「農業を支える人たちの情報インフラ目指す」

2017年10月19日

マイナビ 執行役員
地域活性事業部 事業部長
池本 博則 氏

池本 博則 氏

 総合情報サイトを手掛けるマイナビ(本社:東京・千代田)が農業情報ビジネスへの取り組みをスタートした。8月に総合農業情報サイト「マイナビ農業」を開設。農業に従事する人や、これから就農したい人、流通業者、消費者といった関係者をつなぐ「寄合所」として、農業再生への貢献をめざす。サイト開設の狙いや今後の展開について、地域活性事業担当の池本博則執行役員に聞いた。

「いちばん大きな寄合所」になる

――マイナビというと、就活や転職情報サイトのイメージが強いですが、なぜ農業ビジネスに取り組むことにしたのですか。

 ご指摘の通り、当社の主力は人材ビジネスですが、ここ数年は地方創生や地域活性といった課題にも取り組んできました。少子高齢化やグローバル化が急速に進む中、国の活力を維持・拡大することが人材ビジネスの成長にもつながると考えたからです。

 その一環として、3年ほど前から厚生労働省や農林水産省から委託を受け、新規就農者の拡大や、就農後の定着を支援する事業を行ってきました。今年4月には農業ビジネスを専門に担う地域活性事業部を発足。具体的な事業の第1弾として立ち上げたのが、「マイナビ農業」です。

――「マイナビ農業」はどんなサイトを目指しているのでしょう。

 「いちばん大きな寄合所になりたい」をスローガンに掲げました。農業にかかわる人たちや、関連する情報が、日本で一番多く集まる場所にしたいという意味です。ここ数年、農業の世界に接して思ったのは、農業にかかわる人や組織は非常に多岐にわたり、それらをつなぐ情報インフラが整っていないのではないか、ということでした。これは非常にもったいないことです。

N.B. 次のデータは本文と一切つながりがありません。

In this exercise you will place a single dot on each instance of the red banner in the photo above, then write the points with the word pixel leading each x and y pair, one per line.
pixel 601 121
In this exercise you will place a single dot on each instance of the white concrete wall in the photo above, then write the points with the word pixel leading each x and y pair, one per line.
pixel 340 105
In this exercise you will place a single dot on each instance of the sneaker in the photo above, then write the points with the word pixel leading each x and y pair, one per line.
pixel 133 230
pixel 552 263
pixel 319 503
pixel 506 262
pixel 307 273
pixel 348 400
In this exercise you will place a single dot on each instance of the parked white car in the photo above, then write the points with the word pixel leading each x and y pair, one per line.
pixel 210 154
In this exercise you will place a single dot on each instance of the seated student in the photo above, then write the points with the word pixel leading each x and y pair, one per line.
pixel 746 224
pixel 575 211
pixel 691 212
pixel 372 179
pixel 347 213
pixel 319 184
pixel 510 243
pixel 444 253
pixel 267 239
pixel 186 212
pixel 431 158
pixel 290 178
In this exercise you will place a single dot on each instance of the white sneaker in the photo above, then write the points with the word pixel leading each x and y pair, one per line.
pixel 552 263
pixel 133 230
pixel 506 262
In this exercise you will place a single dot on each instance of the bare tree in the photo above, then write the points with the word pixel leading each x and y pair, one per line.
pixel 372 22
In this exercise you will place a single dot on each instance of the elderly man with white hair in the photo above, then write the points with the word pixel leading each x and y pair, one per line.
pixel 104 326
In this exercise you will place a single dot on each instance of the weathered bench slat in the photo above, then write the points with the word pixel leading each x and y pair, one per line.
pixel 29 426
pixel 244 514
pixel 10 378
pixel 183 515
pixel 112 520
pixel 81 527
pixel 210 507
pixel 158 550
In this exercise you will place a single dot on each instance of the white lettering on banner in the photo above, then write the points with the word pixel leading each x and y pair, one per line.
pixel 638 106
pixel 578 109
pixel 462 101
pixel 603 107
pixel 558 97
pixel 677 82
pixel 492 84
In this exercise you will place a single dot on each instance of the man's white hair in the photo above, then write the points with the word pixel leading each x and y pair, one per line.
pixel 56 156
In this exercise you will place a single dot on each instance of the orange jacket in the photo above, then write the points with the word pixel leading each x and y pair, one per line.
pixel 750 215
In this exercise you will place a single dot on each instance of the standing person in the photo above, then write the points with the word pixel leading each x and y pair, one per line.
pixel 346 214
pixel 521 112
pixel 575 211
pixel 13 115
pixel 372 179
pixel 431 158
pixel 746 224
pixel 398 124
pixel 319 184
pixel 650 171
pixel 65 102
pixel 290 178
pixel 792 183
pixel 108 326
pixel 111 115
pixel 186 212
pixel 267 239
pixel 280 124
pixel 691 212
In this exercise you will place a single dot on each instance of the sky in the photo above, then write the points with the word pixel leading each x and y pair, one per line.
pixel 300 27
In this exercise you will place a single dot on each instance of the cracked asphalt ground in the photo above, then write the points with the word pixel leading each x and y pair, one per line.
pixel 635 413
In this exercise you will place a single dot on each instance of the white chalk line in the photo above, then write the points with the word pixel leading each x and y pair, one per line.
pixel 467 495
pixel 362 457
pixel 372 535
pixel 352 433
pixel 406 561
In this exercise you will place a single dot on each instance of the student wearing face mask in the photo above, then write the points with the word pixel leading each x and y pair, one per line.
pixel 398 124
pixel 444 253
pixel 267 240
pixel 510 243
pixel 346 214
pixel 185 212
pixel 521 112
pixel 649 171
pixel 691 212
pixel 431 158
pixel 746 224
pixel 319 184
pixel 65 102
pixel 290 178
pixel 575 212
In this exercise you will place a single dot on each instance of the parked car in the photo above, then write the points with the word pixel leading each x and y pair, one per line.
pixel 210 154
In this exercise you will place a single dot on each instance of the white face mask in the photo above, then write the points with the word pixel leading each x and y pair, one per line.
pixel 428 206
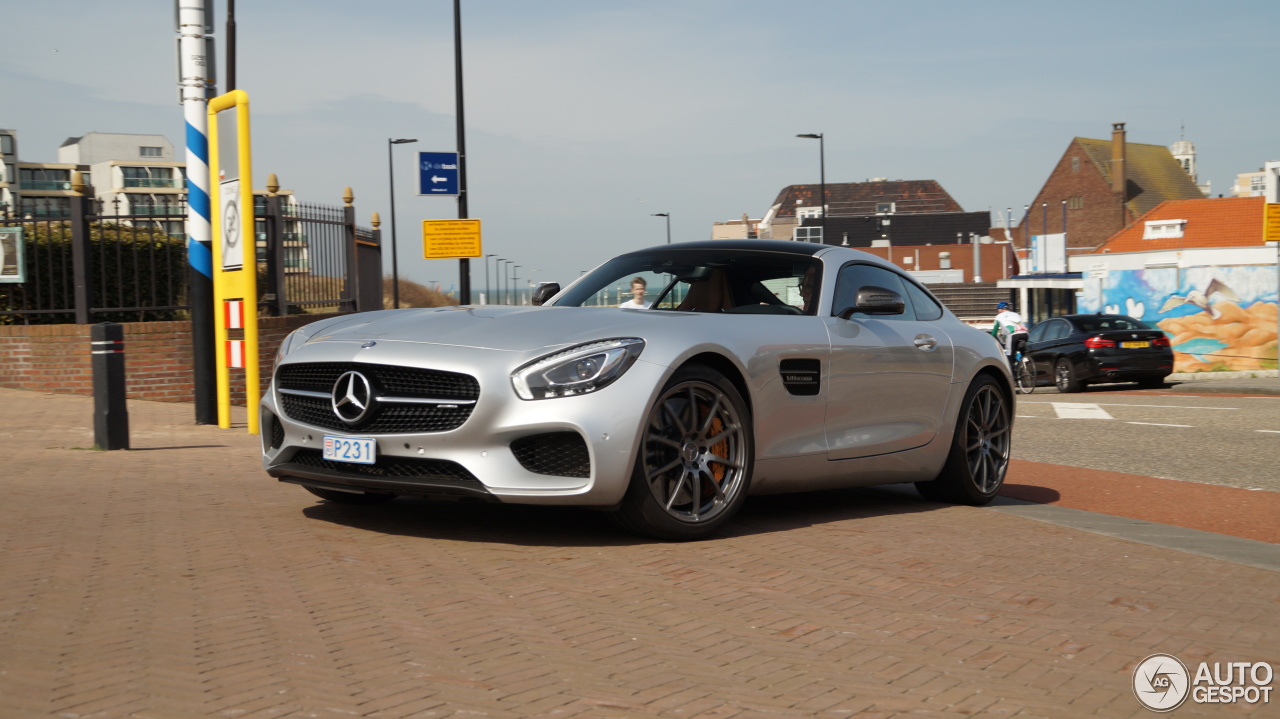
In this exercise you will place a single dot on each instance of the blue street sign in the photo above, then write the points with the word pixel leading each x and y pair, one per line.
pixel 438 173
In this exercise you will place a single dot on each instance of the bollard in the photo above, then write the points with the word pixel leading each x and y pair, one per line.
pixel 110 415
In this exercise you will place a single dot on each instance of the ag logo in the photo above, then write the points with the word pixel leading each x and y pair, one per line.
pixel 1161 682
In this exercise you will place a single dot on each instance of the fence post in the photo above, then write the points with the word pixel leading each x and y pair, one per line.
pixel 275 247
pixel 110 413
pixel 351 284
pixel 82 269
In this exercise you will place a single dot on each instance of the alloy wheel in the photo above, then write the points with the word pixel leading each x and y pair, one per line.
pixel 694 452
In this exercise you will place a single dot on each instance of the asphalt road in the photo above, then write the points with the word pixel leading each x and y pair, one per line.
pixel 1220 440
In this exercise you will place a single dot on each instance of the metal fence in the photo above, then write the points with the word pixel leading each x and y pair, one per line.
pixel 127 261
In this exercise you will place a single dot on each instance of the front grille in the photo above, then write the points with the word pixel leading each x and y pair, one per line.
pixel 387 417
pixel 561 454
pixel 434 471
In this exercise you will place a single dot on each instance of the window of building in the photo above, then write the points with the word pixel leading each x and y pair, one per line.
pixel 1162 229
pixel 812 233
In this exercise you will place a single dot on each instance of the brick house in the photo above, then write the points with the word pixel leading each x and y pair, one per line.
pixel 1100 187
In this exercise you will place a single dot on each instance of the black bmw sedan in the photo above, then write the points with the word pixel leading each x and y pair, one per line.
pixel 1079 349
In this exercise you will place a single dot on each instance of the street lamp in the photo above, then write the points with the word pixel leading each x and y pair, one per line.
pixel 668 223
pixel 822 168
pixel 391 173
pixel 488 291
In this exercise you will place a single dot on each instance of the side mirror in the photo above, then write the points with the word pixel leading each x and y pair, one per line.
pixel 544 292
pixel 874 301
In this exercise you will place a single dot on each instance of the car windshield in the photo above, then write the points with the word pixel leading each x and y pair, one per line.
pixel 1104 323
pixel 702 280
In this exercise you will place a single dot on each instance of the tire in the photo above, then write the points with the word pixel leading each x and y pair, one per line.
pixel 1064 376
pixel 694 463
pixel 350 498
pixel 979 453
pixel 1024 376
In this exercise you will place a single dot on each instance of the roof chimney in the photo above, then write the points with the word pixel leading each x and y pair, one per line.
pixel 1118 170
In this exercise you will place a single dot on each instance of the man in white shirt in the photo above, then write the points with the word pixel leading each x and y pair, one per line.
pixel 1009 328
pixel 638 289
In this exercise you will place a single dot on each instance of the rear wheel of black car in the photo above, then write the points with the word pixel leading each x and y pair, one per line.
pixel 348 497
pixel 979 450
pixel 1064 376
pixel 695 457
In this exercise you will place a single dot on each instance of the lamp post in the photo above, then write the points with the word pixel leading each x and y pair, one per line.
pixel 668 223
pixel 488 289
pixel 822 169
pixel 391 174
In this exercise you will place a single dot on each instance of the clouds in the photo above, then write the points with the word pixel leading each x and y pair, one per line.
pixel 585 118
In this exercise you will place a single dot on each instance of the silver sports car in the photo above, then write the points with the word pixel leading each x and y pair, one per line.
pixel 664 387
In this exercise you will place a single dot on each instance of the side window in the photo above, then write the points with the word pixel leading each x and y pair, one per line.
pixel 855 276
pixel 926 307
pixel 1038 331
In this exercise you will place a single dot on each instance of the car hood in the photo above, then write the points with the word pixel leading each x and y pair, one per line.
pixel 510 329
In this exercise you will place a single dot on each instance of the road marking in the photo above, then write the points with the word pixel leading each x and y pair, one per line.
pixel 1079 411
pixel 1127 404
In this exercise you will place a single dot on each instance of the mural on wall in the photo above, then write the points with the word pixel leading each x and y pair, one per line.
pixel 1216 317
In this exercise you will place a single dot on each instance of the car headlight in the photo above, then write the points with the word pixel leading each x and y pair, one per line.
pixel 577 370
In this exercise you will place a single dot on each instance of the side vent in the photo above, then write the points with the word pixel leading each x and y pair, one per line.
pixel 801 378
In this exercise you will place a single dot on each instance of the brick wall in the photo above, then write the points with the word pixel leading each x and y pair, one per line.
pixel 156 363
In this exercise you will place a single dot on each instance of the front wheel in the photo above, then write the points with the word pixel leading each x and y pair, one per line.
pixel 1024 376
pixel 979 450
pixel 694 463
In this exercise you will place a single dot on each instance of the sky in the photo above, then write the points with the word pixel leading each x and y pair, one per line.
pixel 584 118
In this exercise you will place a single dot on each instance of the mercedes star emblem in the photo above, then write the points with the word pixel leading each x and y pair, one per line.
pixel 352 397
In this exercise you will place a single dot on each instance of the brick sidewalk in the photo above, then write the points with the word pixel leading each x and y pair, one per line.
pixel 177 580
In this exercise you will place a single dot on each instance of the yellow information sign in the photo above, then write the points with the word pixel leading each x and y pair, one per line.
pixel 1271 223
pixel 451 239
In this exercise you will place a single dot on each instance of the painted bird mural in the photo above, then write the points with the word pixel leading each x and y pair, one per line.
pixel 1202 298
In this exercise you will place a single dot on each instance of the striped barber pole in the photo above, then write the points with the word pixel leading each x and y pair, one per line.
pixel 236 353
pixel 233 315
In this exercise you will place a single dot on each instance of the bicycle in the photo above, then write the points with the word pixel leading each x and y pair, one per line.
pixel 1024 376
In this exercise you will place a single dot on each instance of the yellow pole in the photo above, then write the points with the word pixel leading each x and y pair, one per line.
pixel 234 283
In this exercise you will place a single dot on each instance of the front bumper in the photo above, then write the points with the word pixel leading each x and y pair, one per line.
pixel 492 453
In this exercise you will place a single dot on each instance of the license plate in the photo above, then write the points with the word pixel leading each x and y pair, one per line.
pixel 355 449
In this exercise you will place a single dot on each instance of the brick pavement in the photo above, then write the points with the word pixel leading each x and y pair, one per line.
pixel 177 580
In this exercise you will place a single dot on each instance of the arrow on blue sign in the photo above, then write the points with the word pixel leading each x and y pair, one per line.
pixel 438 173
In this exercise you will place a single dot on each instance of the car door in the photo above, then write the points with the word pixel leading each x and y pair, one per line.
pixel 1043 344
pixel 890 374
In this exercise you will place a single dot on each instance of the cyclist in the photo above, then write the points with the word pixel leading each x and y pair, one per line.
pixel 1009 329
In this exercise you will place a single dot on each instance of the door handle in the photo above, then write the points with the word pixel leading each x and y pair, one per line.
pixel 926 343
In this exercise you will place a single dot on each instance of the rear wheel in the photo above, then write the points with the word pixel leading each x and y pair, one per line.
pixel 350 498
pixel 979 450
pixel 1064 376
pixel 695 457
pixel 1024 376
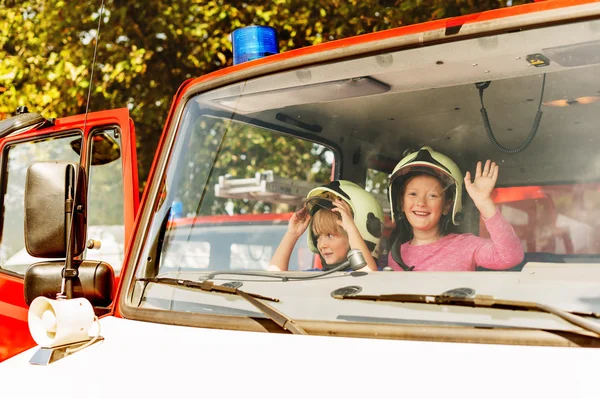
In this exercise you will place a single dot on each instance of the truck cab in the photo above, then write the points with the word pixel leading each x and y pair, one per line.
pixel 109 158
pixel 516 85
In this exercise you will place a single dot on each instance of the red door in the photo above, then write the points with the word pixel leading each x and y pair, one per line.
pixel 109 157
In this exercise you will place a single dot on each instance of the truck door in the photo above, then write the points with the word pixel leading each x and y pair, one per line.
pixel 109 157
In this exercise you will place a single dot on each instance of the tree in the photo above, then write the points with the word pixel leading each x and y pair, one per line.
pixel 147 49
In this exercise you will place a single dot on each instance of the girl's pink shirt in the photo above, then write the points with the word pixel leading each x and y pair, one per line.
pixel 464 252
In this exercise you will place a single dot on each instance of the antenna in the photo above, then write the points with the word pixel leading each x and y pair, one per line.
pixel 87 104
pixel 70 271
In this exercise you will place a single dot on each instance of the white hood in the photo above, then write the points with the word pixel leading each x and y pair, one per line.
pixel 146 360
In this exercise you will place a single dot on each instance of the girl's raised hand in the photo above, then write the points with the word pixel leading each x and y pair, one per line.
pixel 481 188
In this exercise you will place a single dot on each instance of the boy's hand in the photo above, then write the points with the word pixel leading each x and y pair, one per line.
pixel 480 190
pixel 298 222
pixel 345 212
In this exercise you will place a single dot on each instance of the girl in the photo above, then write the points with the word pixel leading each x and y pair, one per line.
pixel 340 216
pixel 425 196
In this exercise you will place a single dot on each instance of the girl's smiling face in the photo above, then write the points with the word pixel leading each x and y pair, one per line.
pixel 423 202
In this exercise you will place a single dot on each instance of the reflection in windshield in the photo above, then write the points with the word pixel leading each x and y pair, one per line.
pixel 240 167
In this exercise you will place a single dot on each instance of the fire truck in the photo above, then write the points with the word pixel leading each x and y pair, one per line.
pixel 188 311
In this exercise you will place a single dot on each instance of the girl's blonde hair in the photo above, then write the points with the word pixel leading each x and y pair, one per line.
pixel 325 222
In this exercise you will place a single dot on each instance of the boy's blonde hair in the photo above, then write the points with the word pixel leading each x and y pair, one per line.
pixel 325 222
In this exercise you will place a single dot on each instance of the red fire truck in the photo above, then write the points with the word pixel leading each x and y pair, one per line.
pixel 517 85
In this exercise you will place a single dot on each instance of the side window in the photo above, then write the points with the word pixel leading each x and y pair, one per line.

 例えば、先進的な農法に取り組む人は増えています。同じように先進的な流通の仕組みを考えている人、さらに、そうした人たちと協力して地域を活性化させたいと考える自治体の首長の方々も大勢いらっしゃいます。マイナビ農業は、農業に関わる人たちの想いをマッチングし、新しい取り組みを生み出す場になればと考えています。

10年20年後の道しるべに

――具体的にはどんな情報を載せているのですか。

 農業にかかわる各種ニュースを網羅しています。また、農家や流通、消費者の方々の生の声を積極的に取り上げていきます。これは私たち自身の知見を増やしていくためでもあります。私たちは農作業や技術などに関しては素人。皆様から教えていただく立場です。そのかわり、情報の取り扱いについてはプロです。読み応えのある記事を発信していくと同時に、新たなビジネスにつなげる仕掛けづくりにも知恵を絞りたい。農業に携わる人にとって、なくてはならないインフラのような存在になることが目標です。

――あらためて、日本の農業の課題について、どうお考えですか。

 ある農業関係者の方のお話が印象に残っています。「もう5年後には辞めるよ、と言いながら、10年後も続けている農家が多いんです」と。国の保護政策があり、農協があり、考えなくてもいい環境がありました。これは悪いことばかりではなく、こうした仕組みがあったからこそ、日本の農業は発展してきたわけです。

 しかし、農家の高齢化は一段と進み、新たな担い手の育成が急務です。ただ、新規に就農しようとする人たちが農業について調べようと思っても、誰に聞けばよいのかわからない。すでに農業に携わっている方々であっても、新しい情報に接する機会は少ないのが実情です。未来の農業を支えていく人たちが想いを寄せ合い、10年20年後のよりよい姿や道しるべを示すことができればいいなと思っています。


池本 博則(いけもと ひろのり)氏

2003年、毎日コミュニケーションズ(現:マイナビ)に入社。2016年、執行役員 地域活性事業部 事業部長に就任。2017年8月には総合農業情報サイト『マイナビ農業』を立ち上げた。